Prof. Fine led a group of 200 scientists that issued a letter to Prime Minister Netanyahu warning that the planned transport of oil from the United Arab Emirates to Israel, under an agreement signed between the two countries, carries significant risk of pollution to the Red Sea and surrounding ecosystems.  

Additional disaster waiting to happen

Fine and a team of international researchers warn that a massive leak of over one million barrels of oil, four times greater than the Exxon Valdez tanker spill in 1989, is anticipated shortly in the Red Sea, off the coast of Yemen, where the Safer floating storage and offloading unit is in the final stages of decay. The Safer has been stranded and deteriorating since 2015, giving the world the most advanced warning ever of a major oil spill.

In a policy brief published recently in Frontiers in Marine Science, Fine and team  warned that immense devastation to the health and livelihoods of millions of people living in half a dozen countries along the Red Sea coast will be guaranteed if the Safer’s decay is not addressed immediately.

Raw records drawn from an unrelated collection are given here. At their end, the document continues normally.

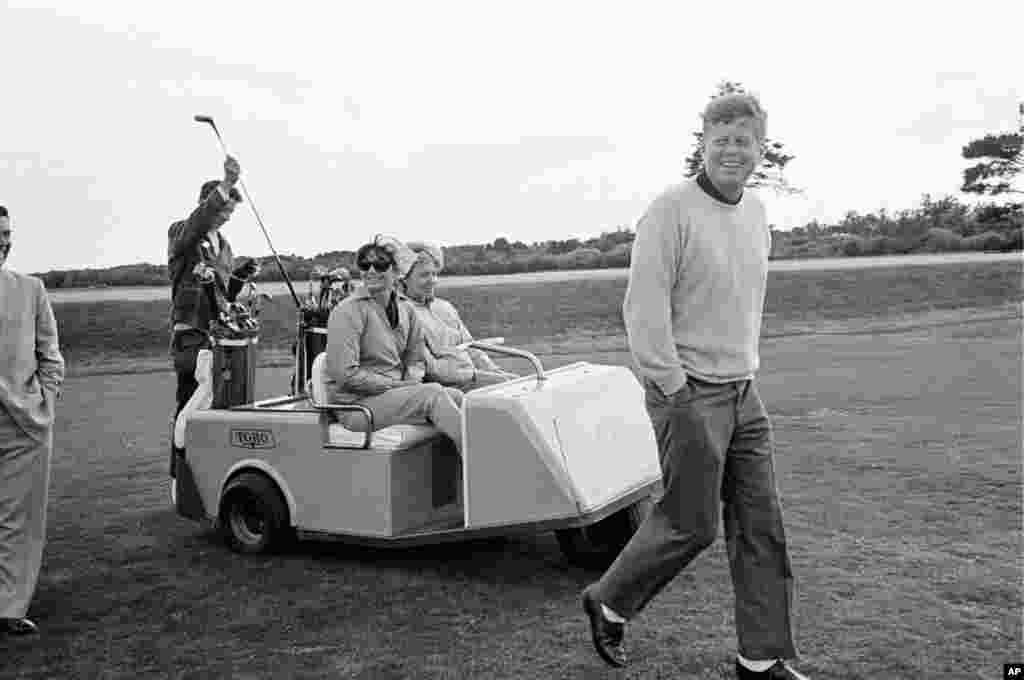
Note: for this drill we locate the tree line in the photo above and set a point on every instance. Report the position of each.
(943, 224)
(935, 225)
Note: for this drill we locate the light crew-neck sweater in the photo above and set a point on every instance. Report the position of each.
(696, 289)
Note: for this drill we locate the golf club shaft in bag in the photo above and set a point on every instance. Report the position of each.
(209, 121)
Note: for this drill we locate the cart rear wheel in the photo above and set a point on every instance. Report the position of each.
(597, 545)
(253, 514)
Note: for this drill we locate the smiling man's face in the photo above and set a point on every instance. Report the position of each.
(5, 234)
(732, 152)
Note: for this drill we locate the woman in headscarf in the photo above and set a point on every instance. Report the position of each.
(375, 350)
(443, 329)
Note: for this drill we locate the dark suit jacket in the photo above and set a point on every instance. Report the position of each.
(187, 245)
(31, 366)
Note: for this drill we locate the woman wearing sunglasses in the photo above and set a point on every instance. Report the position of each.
(375, 351)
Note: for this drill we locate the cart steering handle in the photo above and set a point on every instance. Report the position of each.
(333, 408)
(491, 346)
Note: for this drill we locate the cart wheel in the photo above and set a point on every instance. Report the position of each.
(597, 545)
(253, 515)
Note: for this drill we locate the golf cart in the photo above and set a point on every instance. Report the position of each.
(569, 450)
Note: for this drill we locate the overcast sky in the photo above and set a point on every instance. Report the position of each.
(464, 122)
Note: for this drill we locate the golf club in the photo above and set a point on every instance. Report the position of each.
(209, 121)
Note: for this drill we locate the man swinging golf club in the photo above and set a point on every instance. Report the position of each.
(200, 258)
(692, 313)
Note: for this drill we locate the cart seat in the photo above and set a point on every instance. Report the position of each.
(393, 437)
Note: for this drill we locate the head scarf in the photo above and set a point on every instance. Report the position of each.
(403, 257)
(427, 251)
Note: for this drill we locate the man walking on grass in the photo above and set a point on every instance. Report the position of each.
(31, 374)
(692, 313)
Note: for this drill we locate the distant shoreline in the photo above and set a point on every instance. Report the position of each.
(138, 293)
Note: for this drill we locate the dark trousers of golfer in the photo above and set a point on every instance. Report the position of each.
(692, 312)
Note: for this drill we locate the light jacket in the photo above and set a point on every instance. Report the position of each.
(32, 368)
(367, 356)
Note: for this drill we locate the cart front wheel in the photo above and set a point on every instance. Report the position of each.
(597, 545)
(254, 515)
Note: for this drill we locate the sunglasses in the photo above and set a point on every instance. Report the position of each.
(380, 265)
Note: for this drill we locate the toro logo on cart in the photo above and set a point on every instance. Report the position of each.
(253, 438)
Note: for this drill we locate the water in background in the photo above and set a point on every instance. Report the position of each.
(280, 288)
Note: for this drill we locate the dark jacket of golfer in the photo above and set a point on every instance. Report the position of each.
(190, 243)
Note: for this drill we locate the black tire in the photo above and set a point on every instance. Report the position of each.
(597, 545)
(253, 515)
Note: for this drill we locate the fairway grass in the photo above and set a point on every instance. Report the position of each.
(585, 315)
(897, 415)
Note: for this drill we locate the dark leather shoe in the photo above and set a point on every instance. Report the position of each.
(780, 671)
(607, 635)
(17, 627)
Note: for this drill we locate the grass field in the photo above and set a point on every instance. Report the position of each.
(896, 399)
(570, 315)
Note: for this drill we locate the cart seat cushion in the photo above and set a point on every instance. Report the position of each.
(394, 437)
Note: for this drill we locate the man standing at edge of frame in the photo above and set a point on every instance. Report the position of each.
(31, 374)
(692, 311)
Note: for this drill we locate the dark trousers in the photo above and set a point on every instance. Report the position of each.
(716, 448)
(184, 349)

The potential spill will also affect the entire international community by degrading a critical global resource -- the coral reefs of the northern Red Sea and Gulf of Aqaba, which are considered to be among the last reef ecosystems in the world to thrive beyond mid-century, cautioned the research team from the United States, Israel, Germany and Switzerland.

Over the last five years, as the Safer has languished on its mooring, there have been multiple warnings of the risk of its degradation. Yet despite the most advanced warning ever for an oil spill, no concrete steps have been taken to prevent it. Recently there have been reports of minor oil leakage from the vessel. Winter is the worst time for a major oil spill because winter currents disperse oil more widely.

The Houthis, a political and armed movement in northern Yemen, control access to the Safer tanker. They have repeatedly denied UN requests to board the vessel. The UN International Maritime Organization has deployed experts to develop a risk impact analysis and contingency plans to improve management of emergency response operations in the event of a spill from the Safer. But without access to the storage vessel they are unable to take the necessary steps to prevent a spill.  

Recently, such access was granted and it is up to the UN to act quickly to bring the Safer crisis to an end.

"Immediate international intervention is needed to prevent an imminent humanitarian and ecological disaster," says Dr. Karine Kleinhaus, of the School of Marine and Atmospheric Sciences at Stony Brook University, a co-author of the policy brief. "Emergency action must be taken by the UN and its International Maritime Organization to remove the oil, despite political tensions in the region," she adds.

Looking beyond the imminent danger posed by the Safer, the authors write that with 4.8 million barrels of crude oil and refined petroleum products passing through the Red Sea each day, a regional strategy must be drafted for leak prevention and containment that is specific to the Red Sea’s unique ecosystems, unusual water currents, and political landscape. "Coral reefs line almost all 4,000 km of the Red Sea’s coastlines and also surround multiple islands within it, so that oil spills in any part of the Sea threaten these valuable ecosystems," says Prof. Fine, who co-authored the brief. "Action must be taken now. The window of opportunity to save a unique marine ecosystem is quickly closing."

The policy brief was additionally authored by Prof. Hezi Gildor, of the Hebrew University of Jerusalem, Dr. Yael Amitai, of the Israel Oceanographic & Limnological Research Institute, Prof. Anders Meibom, of the Ecole Polytechnique Fédérale de Lausanne in Switzerland, and Prof. Christian R. Voolstra, of the University of Konstanz in Germany.